NTT DoCoMo Develops Hands-free Videophone System

October 15th, 2012 at 5:43 pm

People still consider audio phone calls as the primary means of communication. One reason why this is still the norm is because it still is the more convenient way available. The popularity of making handsfree calls even make them even more convenient. But in the near future, video calls would someday catch on with technology that will enable it to be a handsfree option as well, just like the Handsfree Videophone concept that NTT DoCoMo is currently developing.
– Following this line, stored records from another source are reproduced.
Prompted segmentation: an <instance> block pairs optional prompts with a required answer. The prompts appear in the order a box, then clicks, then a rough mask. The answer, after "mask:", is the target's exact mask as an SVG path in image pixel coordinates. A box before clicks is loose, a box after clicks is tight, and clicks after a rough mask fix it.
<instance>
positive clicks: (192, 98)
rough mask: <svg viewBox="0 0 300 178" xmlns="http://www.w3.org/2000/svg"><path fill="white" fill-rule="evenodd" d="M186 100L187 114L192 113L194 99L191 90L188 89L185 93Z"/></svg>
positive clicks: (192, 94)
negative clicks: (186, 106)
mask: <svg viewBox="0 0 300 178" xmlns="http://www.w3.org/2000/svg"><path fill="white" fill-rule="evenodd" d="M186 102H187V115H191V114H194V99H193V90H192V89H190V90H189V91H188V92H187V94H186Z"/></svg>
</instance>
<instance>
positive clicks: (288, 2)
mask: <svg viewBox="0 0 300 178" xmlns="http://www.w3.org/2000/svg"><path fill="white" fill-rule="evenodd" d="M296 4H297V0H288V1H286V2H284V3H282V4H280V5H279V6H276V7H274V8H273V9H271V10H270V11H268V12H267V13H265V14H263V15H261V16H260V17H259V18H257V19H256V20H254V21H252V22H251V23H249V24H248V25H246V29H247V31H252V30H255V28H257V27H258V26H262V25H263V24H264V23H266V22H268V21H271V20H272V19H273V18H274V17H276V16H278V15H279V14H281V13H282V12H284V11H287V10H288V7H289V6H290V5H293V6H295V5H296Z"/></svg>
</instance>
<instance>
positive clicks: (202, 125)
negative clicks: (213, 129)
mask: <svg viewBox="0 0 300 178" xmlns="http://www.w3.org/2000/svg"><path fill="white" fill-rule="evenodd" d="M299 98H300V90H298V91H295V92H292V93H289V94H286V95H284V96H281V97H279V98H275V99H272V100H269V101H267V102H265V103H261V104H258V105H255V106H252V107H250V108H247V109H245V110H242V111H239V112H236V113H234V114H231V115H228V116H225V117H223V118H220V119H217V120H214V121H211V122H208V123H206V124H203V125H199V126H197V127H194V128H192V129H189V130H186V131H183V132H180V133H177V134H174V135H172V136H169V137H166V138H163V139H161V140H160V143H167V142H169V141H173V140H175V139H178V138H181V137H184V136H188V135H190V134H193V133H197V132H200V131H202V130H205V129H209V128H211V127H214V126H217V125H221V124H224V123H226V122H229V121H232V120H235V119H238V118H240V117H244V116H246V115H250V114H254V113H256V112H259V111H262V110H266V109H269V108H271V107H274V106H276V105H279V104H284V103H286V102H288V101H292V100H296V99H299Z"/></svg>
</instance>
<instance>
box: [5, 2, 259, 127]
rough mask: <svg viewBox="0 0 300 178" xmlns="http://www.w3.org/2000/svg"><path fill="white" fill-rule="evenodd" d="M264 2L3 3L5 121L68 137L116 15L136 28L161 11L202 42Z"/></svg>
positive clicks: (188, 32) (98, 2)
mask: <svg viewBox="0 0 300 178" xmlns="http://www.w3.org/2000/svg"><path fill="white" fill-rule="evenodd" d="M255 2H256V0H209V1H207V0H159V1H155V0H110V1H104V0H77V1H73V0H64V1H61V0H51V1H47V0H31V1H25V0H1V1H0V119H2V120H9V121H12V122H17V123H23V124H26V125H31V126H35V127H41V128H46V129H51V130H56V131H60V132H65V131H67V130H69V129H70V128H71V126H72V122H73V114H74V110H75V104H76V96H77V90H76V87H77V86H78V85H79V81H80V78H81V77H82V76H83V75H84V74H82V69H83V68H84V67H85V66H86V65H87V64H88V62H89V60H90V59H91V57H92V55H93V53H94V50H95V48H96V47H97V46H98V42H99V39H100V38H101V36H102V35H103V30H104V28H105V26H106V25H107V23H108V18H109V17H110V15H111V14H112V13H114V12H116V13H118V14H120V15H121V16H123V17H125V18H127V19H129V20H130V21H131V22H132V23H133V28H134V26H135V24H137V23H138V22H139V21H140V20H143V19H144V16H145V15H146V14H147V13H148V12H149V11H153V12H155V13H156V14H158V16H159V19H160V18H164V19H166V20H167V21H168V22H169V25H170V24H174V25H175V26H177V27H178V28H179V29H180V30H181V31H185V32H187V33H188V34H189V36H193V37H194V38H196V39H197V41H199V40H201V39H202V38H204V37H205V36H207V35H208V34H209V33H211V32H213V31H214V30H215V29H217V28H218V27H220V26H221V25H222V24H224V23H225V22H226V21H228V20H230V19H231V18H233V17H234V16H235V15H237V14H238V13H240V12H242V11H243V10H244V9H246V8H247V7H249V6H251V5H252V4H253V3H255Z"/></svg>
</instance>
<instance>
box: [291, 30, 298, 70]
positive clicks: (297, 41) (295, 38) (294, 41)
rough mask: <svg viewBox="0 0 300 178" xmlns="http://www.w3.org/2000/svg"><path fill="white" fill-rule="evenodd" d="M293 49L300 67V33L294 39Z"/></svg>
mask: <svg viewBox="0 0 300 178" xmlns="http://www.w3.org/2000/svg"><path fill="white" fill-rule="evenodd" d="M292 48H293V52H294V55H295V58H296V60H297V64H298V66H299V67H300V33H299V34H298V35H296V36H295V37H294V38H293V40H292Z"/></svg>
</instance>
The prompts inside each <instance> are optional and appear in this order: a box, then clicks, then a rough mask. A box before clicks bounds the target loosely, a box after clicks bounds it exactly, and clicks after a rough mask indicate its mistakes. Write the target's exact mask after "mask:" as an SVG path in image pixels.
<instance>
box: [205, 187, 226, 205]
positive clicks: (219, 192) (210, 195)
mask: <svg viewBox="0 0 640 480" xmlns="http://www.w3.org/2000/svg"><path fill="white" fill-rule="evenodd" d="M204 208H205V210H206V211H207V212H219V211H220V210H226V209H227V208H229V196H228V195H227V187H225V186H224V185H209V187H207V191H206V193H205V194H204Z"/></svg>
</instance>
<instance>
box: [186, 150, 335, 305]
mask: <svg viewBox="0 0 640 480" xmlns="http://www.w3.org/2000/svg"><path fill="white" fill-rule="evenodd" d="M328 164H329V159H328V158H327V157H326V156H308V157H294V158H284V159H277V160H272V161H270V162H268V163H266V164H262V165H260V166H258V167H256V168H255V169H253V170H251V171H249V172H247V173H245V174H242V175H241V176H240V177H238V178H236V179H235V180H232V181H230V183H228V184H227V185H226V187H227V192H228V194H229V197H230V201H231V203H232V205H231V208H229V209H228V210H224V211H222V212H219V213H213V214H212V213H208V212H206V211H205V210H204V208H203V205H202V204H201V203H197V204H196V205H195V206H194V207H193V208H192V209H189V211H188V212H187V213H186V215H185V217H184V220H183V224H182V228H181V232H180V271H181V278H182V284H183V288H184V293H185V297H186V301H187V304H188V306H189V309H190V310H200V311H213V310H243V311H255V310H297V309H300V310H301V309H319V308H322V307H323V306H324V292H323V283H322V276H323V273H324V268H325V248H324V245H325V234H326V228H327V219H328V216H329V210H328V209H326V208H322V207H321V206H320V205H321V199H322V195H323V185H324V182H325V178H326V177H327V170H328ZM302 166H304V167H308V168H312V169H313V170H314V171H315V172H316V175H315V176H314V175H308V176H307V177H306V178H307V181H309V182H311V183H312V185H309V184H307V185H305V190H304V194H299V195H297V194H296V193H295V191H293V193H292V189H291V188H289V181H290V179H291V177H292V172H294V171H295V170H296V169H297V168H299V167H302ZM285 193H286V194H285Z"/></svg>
The Handsfree Videophone was recently introduced by NTT DoCoMo of Japan at CEATEC 2012. It is a head mounted display that allows a video rendering of a person’s face and presents it as a pre-rendered 3D model in a screen. What it offers to do is to allow people to make calls with a video rendering of a caller without having the need to hold a camera over his or her face. The head mounted display does that using three cameras with 720p resolution.  There is one camera each fitted into the left and right side of the wearable frames and a fish eye lens camera that takes a 180 degree field of view. Currently the Handsfree Videophone display shows the face as a bit distorted since the fish eye lens is too close to the face. The HD image currently developed is focusing on the parts of the eyes to give a more realistic view. Parts of the mouth and the upper body parts are still made in CG since current resolution has not yet been able to process everything in real time. But what the developed system does is provide a way to present a wearer of the head mounted display as if a virtual camera is placed in front of his or her face. Researchers say that they will be further developing the technology. The current prototype is not yet that capable of providing the effect of taking the whole face of a person and constructing a 3D rendering in real time. But the researchers may someday be getting there, even possibly increasing resolution to 4K or 8K in order to make it possible to increase the amount of actual video used.